Working with AARP, Atlas of Caregiving is hosting a series of CareMap Workshops across the country. The workshops are meant to teach family caregivers how to draw their own CareMaps and better understand their support networks and the resources available to them. On September 6 and 7, AARP facilitated four CareMap Workshops in Denver, Colorado in English and Spanish.
Over 20 people attended the Spanish and English Workshops and learned to draw their own CareMaps. One participant said, “The CareMap gave me a new perspective – I have a lot more help out there that I need to use. Instead of having it all on my shoulders, I can call these people and ask for help.”
One of the topics that emerged a few times during the workshops was how to represent those people who might have a negative effect on people’s lives. The Atlas team is considering how to best represent this sort of relationship in its digital CareMap version. However since a hand-drawn CareMap is just that – hand-drawn – additional detail can be added to indicate positive and negative influences. Other types of data people might want to capture include defining the types of support provided by the mapped relationships like, physical, emotional, financial.
CareMap Workshops allow Atlas to work closely with caregivers while gaining valuable insight into family caregiving in different communities nationwide. We’ve previously highlighted CareMap Workshops in Phoenix, Arizona, and would now like to take a look at the city of Denver and its caregiving needs.
According to Denver Regional Council of Governments, as of 2014, 18.9 percent of Denver’s population was age 60 or above. This is projected to increase to 24 percent of the total population by 2040. For the state of Colorado as a whole, the growth rate of the population of residents above the age of 65 is the third highest in the country, and far outpaces its rate of total growth. The bulk of the burden of providing adequate care to such a large aging population will likely fall on family caregivers, making it important, now more than ever, to prepare current and potential family caregivers and build strong networks of resources and support. Atlas CareMap Workshops are one of the initial steps in this important task.
In Metro Denver alone, there are over one million adults ages 50 and above, many of whom will require care as they get older. Approximately 19 percent of adults in the city are already providing eldercare to a loved one. This means that for eldercare alone, as many as 435,000 people in Denver are acting as family caregivers. Like family caregivers everywhere else, many of these people also work full time, raise younger children, and manage households of their own on top of caring for their loved ones.
Because the cost of long-term care is simply unaffordable for most middle-income households, most rely on family caregivers. Family caregiving is almost always unpaid. A 2017 AARP assessment estimates that the total value of the unpaid family care provided in Colorado is $8 billion per year.

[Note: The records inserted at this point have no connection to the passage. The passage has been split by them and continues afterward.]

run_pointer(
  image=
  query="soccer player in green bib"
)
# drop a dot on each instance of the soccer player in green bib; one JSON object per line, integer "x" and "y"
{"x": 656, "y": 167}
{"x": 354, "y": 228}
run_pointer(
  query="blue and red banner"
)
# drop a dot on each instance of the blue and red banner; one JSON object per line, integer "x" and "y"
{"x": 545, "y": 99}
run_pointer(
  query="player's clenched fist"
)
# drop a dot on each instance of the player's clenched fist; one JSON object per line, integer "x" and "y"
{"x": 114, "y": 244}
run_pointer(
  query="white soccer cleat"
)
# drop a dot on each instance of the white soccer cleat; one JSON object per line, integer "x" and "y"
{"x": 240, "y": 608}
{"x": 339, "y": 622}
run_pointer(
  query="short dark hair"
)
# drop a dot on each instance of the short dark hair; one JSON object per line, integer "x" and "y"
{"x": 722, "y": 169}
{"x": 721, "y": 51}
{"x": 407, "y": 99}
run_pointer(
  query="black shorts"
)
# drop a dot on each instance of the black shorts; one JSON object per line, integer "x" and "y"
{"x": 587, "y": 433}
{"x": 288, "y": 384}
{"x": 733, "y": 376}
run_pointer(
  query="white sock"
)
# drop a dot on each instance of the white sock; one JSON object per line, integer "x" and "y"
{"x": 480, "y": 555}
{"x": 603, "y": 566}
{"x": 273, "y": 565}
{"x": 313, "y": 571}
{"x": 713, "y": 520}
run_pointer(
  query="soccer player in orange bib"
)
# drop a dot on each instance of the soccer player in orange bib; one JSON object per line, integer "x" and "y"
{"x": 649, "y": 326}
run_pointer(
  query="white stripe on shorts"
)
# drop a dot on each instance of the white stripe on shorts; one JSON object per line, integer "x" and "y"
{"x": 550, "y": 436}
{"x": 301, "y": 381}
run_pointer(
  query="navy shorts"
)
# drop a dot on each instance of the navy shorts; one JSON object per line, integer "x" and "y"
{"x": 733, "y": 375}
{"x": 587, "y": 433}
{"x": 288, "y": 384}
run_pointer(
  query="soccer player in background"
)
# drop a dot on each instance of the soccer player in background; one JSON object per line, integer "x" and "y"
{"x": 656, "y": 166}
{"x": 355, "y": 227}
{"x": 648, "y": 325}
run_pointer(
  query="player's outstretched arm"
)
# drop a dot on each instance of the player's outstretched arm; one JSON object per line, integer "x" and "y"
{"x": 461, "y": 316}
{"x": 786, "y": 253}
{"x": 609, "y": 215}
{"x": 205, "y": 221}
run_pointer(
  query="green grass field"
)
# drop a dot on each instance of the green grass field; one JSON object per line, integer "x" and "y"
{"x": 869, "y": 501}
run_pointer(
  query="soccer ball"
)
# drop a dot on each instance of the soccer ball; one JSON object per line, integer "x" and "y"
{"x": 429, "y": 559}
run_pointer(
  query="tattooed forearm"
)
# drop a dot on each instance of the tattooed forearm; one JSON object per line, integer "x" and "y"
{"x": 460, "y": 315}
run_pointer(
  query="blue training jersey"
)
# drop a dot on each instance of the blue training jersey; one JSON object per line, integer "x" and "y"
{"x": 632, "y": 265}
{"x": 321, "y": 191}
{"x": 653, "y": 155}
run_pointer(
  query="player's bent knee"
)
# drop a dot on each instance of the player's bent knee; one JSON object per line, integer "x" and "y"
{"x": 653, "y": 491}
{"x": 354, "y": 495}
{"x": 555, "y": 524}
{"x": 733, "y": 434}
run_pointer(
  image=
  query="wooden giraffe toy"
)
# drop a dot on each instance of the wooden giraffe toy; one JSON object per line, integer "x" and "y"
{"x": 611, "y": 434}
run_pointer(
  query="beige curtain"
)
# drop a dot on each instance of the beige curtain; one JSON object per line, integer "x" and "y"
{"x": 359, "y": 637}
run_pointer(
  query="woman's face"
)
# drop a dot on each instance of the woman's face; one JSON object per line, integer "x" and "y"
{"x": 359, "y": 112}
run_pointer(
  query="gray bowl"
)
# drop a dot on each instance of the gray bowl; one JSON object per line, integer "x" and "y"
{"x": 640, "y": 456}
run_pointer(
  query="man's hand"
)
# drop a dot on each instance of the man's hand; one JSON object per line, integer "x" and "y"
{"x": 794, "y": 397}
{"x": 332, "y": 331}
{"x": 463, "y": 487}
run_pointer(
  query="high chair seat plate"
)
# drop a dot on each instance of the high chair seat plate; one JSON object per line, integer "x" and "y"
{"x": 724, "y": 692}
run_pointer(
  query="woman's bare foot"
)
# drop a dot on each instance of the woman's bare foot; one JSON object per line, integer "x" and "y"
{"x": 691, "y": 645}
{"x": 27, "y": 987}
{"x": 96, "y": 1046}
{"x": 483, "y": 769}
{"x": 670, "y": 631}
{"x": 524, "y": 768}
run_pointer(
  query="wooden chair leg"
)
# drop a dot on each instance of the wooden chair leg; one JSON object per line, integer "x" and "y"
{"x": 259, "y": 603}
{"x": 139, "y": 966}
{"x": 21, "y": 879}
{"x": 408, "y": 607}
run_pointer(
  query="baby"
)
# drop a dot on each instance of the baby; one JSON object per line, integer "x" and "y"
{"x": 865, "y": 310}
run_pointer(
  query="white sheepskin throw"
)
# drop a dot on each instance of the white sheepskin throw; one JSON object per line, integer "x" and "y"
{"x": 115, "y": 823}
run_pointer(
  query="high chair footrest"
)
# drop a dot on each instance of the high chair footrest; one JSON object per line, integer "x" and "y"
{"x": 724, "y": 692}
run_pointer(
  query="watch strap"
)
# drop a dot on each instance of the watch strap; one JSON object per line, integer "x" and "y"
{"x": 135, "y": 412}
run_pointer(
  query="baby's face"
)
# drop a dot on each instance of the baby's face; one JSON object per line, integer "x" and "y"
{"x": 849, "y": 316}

Due to its rapidly aging population and its emerging financial burden, Colorado has implemented some public initiatives to help. The Colorado Home Care Allowance Program (HCA) is a financial assistance program for the elderly that provides funding for a monthly stipend to pay for unskilled home care services. This plan to compensate family caregivers in this way is one of the only ones in the country and demonstrates Colorado’s commitment to working toward helpful solutions for its aging residents. (While Medicaid does offer payments to family members for home care, strict requirements make many family caregivers ineligible for the the program.)
As the elderly population in Denver continues to grow, and more and more family members are required to assume caregiving roles, it’s imperative that we work together to provide resources for education on family care and build strong networks of support that convey appreciation for the value family caregivers bring.
Challenges faced in confronting rapidly aging populations like Denver’s cannot be solved by public initiatives or health care policy alone. Family caregivers provide irreplaceable services in the area of eldercare. For this reason, providing micro-solutions that address the lived experiences of these caregivers can have large impact in transforming communities and making them better equipped to support larger and larger elderly populations as life expectancy continues to climb.
Atlas CareMap Workshops aim to initiate important conversations with communities about the realities of family caregiving while providing valuable information, education, and tools to family caregivers.
Meanwhile, as we interact and learn from local caregivers, we achieve valuable, contextual insight and make progress on creating better tools and products to help them and those who require their care.